Saturday, September 24, 2005

Ethnocentrism, as interpreted by

Ethnocentrism (Greek ethnos ("nation" + -centrism) or ethnocentricity is the tendency to look at the world primarily from the perspective of one's own culture. Many claim that ethnocentrism occurs in every society; ironically, ethnocentrism may be something that all cultures have in common.

Nearly every religion, "race," or nation feels it has aspects which are uniquely valuable. (This tendency is humorously illustrated in the romantic comedy My Big Fat Greek Wedding, in which the heroine's father perenially exalts Greek culture: "Give me any word, and I'll show you how it derives from Greek roots." "Oh, yeah, how about kimono?")
Ethnocentrism is common among people belonging to large "empires." Toynbee notes that Ancient Persia regarded itself the center of the world and viewed other nations as increasingly barbaric according to their degree of distance. China's very name is composed of ideographs meaning "center" and "country" respectively, and traditional Chinese world maps show China in the center.
England defined the world's meridians with itself on the center line, and to this day, longitude is measured in degrees east or west of it Greenwich. "The sun never sets on the British Empire."
The United States so conceived of its role of "Manifest Destiny" that it regarded the western portions of North America as essentially "uninhabited" and celebrates Columbus Day as the anniversary of the America's "discovery."
The Japanese word for foreigner ("gaijin") also means "outsiders," and Japanese do not normally use the term to describe themselves when visiting other countries.

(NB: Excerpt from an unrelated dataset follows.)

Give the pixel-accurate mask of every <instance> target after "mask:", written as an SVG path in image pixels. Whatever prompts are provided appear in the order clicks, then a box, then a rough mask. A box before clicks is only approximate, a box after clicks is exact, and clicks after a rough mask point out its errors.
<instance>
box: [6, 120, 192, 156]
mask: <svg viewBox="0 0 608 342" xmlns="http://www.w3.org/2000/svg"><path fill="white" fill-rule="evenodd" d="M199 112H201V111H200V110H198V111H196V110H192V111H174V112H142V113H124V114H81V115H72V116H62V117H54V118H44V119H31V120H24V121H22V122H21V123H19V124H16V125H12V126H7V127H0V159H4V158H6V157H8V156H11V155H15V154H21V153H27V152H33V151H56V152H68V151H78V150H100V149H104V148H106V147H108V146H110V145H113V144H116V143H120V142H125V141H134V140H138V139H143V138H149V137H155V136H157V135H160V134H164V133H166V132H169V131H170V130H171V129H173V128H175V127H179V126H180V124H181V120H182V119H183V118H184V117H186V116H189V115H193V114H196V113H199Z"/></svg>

For a Japanese tourist in New York, gaijin are not Japanese tourists, but New Yorkers.
Ethnocentrism as selfishness

In the latter quarter of the 20th century, various forms of ethnocentrism began to be decried, largely by other groups professing either to be innocent of ethnocentrism themselves or eminently qualified to embrace it. African-Americans complained of the Eurocentrism of white America while exalting Afrocentrism. Edward Said wrote a book called Orientalism, arguing that the West could not understand Arab and Islamic cultures (and should not try to).
Many wars have been fought with ethnocentricism as a major theme. World War II entailed ethnocentrism on two fronts: Nazi Germany's "master race" concept exalted the so-called "Aryan people," while Japan proposed its Greater East-Asia Co-prosperity Sphere with Japan as the center of this sphere in 1940. The Nazis succeeded in taking over much of Europe and embarked on the largest ethnic cleansing campaign in history (see the Holocaust, ironically demonizing Jews for "Jewish ethnocentrism" and using that as part of their justification).
The reasons for maintaining an ethnicity or culture are often personal and relate to the cohesion of familiar personal and social elements; that is, attachment or custom. We are all born into a human culture, and it is culture that shapes our self-awareness and understanding of other individuals. It also reflects, depending on the cultural teaching, customs or patterns of behaviour in relating to other cultures. This behaviour can range from universal acceptance or feelings of inferiority compared with other cultures, to racism, which many consider an aspect of xenophobia. Some examples of ethnocentric behaviors are represented by such social phenomena as economic isolationism, counter-cultures, anti-establishmentism, and widespread social patterns of interpersonal abusive behaviors as ostracization, prejudice, and discrimination.